Academics can be critical of both lineage and tradition followers who may not have, need or want any connection to or familiarity with classical texts nor academic foundations whatsoever. The basis of academic history and heirarchy is in written classics. In the absence of literary confirmation, academics have no standard of measure on which to judge what they are evaluating. This quickly becomes tricky business in a world such as Chinese medicine, whose roots reach back into far antiquity, far beyond any written records. We know this because this is what the written records say. And so on.


Elisabeth Rochat de la Vallee

A long-time student of Claude Larre and Jean Schatz, Elisabeth is without question one of the most passionate and wise scholars of Chinese medicine and philosophy alive today. Her ability to convey and connect the essence and import of classical concepts and practices to their later historical development and implementation is guaranteed to make your head spin and your heart sing with joy.


The Xing Lin Institute

Dr. Edward Neal of the Xing Lin Institute has been developing an academic practice of Chinese medicine based on the oldest texts of Chinese medicine, most notably the Huang Di Nei Jing. Although there are some who are critical of Dr. Neal's translations and teachings, his methodology has many virtues, and 'simply' involves all students coming together to spend time translating and discussing the Nei Jing and other ancient texts. These dialogues create a terrific learning environment and are guaranteed to challenge and inspire your viewpoints on Chinese medicine and your fellow students whatever they may be.

Dr. Neal's years of research and practice are leading to some fascinating and significant conclusions; the primary of which is that there is no separation between personal and environmental health and healing.

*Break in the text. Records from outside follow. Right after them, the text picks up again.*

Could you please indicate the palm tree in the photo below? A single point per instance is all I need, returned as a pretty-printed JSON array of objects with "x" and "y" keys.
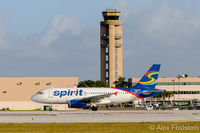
[{"x": 121, "y": 82}]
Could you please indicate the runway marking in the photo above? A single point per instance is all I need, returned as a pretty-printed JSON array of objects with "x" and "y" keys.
[{"x": 9, "y": 114}]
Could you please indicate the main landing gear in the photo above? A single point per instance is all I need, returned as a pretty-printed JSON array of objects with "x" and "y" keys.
[{"x": 94, "y": 108}]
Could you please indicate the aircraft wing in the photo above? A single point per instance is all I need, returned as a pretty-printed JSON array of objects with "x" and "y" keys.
[
  {"x": 93, "y": 98},
  {"x": 150, "y": 92}
]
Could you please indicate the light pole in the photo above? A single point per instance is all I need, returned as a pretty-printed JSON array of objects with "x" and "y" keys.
[{"x": 173, "y": 90}]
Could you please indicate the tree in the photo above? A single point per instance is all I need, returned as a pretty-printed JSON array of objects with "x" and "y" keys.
[
  {"x": 121, "y": 82},
  {"x": 91, "y": 83}
]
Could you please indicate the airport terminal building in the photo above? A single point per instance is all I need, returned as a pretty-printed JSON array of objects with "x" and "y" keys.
[
  {"x": 184, "y": 90},
  {"x": 16, "y": 92}
]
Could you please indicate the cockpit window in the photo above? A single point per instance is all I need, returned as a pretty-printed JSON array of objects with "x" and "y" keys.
[{"x": 40, "y": 92}]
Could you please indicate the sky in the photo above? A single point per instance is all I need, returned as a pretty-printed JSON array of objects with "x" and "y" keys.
[{"x": 61, "y": 37}]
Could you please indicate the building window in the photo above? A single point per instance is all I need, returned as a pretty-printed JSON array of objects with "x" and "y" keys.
[
  {"x": 116, "y": 67},
  {"x": 116, "y": 76},
  {"x": 115, "y": 58}
]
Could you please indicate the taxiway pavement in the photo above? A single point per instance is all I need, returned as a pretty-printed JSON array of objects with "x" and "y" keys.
[{"x": 85, "y": 116}]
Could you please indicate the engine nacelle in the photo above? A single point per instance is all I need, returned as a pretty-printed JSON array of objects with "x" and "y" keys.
[{"x": 77, "y": 104}]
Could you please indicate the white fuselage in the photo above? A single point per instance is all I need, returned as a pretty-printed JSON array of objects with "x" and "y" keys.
[{"x": 64, "y": 95}]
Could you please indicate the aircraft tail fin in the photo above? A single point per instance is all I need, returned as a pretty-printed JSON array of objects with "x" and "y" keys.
[{"x": 149, "y": 80}]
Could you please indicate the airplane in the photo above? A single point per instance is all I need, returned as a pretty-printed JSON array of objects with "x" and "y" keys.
[{"x": 91, "y": 98}]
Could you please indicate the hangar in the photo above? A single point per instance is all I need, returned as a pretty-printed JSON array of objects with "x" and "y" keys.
[{"x": 16, "y": 92}]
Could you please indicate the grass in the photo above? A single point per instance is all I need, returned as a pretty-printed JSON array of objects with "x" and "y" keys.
[{"x": 140, "y": 127}]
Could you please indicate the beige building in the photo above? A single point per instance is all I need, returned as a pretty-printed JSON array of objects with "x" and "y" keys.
[
  {"x": 16, "y": 92},
  {"x": 184, "y": 89},
  {"x": 111, "y": 46}
]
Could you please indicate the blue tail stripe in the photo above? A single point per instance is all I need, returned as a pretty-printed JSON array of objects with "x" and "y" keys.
[{"x": 149, "y": 80}]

Click here for an excellent video introduction to Dr. Neal’s Nei Jing-based Environmental Medicine.


Teachings that combine lineage and academic traditions

In the history of Chinese medicine it has been understood that due to the volume, intensity and depth of its corpus of knowledge and practice, there is virtually no way to be both an excellent practitioner and an academician at the same time. So tradition has held that in each generation practitioners and academics must gather occasionally to compare notes and learn from one another. This way the practitioners can learn about what they are doing in an historical and academic context, and the academics can learn about how, when and if their knowledge bears any relationship whatsoever to the real world as it currently stands.

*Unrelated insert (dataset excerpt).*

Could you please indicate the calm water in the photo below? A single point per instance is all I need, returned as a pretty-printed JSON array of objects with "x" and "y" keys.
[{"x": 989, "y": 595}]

There are clear virtues to every side of this dynamic. For the purposes of self-development in the absence of a living teacher, a combination of book and practical learning seems to be the best way to continuously develop.

The following teachers practice and teach mixed traditions of this kind:


Kiiko Matsumoto

Integrating the acupuncture styles of Japanese masters Nagano, Kawai and Manaka, Kiiko is a force of nature to say the least. Her acupuncture style places a strong emphasis on the art of palpation to elicit immediate feedback from the patient’s biophysiology.


The Min Jie School

Primarily focused on the systematic re-integration of acupuncture and Chinese herbal strategies, Min Jie founder John Mini presents a primary synthesis of the teachings of Chinese masters Dr. Lai Yat Ki and Dr. Richard Teh Fu Tan.